Cybersecurity researchers have found several spyware-infected versions of Telegram and Signal on the Google Play Store, designed to gather sensitive information from compromised Android devices, a new report has said.
According to the cybersecurity firm Kaspersky, these bogus apps include nefarious features that capture and send names, user IDs, contacts, phone numbers, and chat messages to an actor-controlled server.
The activity has been codenamed “Evil Telegram” by the researchers.
“Our experts discovered several infected apps on Google Play under the guise of Uyghur, Simplified Chinese and Traditional Chinese versions of Telegram. The app descriptions are written in the respective languages and contain images very similar to those on the official Telegram page on Google Play,” the researchers said.
Moreover, the report said that to convince users to download these fake apps instead of the official app, the developer claims that they work faster than other clients thanks to a distributed network of data centres around the world.
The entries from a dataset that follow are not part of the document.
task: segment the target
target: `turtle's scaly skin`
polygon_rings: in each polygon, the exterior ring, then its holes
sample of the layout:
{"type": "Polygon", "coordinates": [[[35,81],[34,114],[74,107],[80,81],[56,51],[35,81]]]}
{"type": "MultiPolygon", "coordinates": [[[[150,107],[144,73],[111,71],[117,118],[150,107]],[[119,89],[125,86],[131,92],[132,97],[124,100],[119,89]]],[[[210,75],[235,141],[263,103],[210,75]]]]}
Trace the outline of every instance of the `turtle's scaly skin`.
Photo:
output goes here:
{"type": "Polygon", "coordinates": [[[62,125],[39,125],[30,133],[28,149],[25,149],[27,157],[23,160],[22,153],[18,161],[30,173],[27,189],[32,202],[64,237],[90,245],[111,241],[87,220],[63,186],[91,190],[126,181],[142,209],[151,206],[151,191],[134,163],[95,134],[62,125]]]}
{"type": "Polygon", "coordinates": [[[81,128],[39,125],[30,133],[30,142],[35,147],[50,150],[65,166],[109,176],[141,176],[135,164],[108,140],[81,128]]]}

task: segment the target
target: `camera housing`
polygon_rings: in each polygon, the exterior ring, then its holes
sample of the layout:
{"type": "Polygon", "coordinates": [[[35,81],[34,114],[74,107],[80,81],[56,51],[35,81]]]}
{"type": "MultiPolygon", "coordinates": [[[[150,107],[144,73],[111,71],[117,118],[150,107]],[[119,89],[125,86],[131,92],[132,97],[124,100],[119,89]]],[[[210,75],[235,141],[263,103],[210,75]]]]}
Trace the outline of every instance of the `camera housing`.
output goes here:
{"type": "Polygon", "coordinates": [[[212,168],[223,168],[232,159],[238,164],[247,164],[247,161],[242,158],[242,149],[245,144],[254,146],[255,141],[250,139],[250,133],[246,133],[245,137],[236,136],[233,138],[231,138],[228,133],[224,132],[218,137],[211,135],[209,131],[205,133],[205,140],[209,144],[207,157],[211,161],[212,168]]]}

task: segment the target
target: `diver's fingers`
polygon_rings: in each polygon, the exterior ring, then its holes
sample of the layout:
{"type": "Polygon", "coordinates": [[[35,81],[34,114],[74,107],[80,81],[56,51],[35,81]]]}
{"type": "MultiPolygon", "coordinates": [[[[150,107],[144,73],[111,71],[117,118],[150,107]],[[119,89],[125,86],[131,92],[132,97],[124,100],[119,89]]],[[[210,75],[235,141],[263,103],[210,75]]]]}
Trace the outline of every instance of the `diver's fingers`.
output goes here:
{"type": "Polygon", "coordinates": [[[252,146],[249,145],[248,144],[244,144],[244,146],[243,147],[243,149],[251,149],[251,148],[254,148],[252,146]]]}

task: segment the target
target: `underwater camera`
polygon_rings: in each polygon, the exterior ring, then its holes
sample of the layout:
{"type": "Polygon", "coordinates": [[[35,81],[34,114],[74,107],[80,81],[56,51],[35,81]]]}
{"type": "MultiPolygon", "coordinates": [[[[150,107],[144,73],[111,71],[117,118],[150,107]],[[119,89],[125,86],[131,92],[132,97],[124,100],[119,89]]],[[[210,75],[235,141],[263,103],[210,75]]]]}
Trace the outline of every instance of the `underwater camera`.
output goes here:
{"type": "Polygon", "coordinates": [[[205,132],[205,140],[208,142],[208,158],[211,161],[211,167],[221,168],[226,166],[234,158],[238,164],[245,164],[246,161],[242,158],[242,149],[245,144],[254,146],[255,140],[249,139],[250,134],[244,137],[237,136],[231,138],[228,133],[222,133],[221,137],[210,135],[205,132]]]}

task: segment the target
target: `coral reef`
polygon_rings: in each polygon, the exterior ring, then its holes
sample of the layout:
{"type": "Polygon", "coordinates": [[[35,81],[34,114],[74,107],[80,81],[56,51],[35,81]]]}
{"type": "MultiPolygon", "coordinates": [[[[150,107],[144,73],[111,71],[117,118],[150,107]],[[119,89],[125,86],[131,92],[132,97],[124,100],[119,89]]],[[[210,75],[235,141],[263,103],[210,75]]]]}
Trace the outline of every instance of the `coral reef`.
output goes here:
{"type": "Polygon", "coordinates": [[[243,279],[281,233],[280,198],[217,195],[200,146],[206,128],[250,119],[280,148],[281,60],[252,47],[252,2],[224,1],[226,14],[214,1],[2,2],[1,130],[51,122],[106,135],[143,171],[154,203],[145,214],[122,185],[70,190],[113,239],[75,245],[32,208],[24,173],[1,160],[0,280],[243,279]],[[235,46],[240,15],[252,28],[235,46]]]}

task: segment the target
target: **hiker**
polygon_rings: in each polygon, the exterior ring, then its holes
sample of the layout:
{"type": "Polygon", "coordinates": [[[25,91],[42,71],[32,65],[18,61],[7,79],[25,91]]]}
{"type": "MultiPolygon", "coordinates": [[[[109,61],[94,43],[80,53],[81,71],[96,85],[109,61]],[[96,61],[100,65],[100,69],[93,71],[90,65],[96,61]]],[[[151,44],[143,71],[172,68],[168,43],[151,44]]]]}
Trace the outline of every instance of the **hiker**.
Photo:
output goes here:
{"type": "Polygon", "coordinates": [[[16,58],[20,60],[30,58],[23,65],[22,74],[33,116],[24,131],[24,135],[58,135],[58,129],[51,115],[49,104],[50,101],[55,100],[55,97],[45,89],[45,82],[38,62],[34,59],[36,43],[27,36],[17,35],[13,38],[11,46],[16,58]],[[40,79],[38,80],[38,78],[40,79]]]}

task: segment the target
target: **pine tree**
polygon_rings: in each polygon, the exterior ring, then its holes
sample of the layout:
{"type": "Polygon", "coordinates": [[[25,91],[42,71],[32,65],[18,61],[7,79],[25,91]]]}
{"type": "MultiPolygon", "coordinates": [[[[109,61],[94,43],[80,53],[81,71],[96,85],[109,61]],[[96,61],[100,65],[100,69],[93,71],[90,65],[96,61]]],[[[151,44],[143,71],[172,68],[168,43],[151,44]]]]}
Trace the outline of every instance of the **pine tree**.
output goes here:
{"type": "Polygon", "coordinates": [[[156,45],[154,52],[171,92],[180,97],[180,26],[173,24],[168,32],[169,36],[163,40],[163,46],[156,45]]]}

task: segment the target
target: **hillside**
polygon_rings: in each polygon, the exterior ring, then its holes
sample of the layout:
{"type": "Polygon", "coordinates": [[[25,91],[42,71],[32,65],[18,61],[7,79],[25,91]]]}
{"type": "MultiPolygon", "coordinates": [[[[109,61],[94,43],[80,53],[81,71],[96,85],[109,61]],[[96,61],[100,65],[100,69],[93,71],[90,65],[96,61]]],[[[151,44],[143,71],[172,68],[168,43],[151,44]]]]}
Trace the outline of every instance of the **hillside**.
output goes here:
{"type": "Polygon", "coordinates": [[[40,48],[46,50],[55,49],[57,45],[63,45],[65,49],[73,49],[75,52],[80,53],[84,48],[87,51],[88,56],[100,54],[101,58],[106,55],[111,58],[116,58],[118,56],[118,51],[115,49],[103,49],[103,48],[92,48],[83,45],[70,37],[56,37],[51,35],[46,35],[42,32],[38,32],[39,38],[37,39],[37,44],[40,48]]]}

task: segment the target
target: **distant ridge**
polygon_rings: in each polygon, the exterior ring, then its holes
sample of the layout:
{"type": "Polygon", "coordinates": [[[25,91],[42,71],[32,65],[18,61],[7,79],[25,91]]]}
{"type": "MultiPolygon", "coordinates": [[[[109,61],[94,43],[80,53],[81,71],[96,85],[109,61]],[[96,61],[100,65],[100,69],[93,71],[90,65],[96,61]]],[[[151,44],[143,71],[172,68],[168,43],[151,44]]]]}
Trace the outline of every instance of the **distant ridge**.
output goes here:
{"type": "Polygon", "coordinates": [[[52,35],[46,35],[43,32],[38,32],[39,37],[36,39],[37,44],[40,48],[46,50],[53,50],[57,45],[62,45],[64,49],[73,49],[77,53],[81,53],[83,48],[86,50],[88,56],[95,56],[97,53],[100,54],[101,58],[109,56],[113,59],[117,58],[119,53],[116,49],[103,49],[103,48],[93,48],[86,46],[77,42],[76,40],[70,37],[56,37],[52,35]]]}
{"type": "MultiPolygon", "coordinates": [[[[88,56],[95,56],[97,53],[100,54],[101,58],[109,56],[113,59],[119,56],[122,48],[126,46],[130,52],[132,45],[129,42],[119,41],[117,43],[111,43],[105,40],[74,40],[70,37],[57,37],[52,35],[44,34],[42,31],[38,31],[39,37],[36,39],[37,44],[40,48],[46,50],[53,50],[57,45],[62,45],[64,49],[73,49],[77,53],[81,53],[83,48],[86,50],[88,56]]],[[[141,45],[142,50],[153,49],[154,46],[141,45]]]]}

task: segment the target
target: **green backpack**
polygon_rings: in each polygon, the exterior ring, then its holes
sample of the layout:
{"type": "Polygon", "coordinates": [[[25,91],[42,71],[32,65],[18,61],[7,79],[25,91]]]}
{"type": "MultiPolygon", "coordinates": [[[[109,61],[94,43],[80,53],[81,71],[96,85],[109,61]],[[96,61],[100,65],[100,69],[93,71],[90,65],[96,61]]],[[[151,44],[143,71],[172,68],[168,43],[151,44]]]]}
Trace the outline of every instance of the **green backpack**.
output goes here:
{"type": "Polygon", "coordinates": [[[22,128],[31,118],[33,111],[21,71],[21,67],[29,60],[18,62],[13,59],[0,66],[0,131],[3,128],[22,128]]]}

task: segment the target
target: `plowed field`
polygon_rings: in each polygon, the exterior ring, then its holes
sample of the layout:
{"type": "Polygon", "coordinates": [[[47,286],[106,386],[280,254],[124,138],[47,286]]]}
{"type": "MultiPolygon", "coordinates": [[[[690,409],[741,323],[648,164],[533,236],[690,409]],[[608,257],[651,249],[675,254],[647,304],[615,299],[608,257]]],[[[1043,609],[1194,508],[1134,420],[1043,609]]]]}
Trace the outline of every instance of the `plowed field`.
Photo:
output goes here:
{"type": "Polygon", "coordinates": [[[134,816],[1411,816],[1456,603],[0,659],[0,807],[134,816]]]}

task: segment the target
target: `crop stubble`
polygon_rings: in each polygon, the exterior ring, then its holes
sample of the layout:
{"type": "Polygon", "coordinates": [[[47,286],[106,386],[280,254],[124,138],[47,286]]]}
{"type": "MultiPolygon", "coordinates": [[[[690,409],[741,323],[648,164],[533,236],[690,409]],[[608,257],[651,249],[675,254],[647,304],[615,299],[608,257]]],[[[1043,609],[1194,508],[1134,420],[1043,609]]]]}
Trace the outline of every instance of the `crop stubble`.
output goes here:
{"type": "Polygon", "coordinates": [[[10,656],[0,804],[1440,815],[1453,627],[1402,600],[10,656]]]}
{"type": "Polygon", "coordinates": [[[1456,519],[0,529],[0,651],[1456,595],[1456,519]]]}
At first glance, these apps appear to be full-fledged Telegram clones with a localised interface. Everything looks and works almost the same as the real thing, according to the researchers.
The researchers then looked inside the code and found the apps to be little more than slightly modified versions of the official one.
They found a small difference that escaped the attention of the Google Play moderators — the infected versions house an additional module, which constantly monitors what’s happening in the messenger and sends masses of data to the spyware creators’ command-and-control server, the report mentioned.
Before Google took the apps down, they had been downloaded millions of times.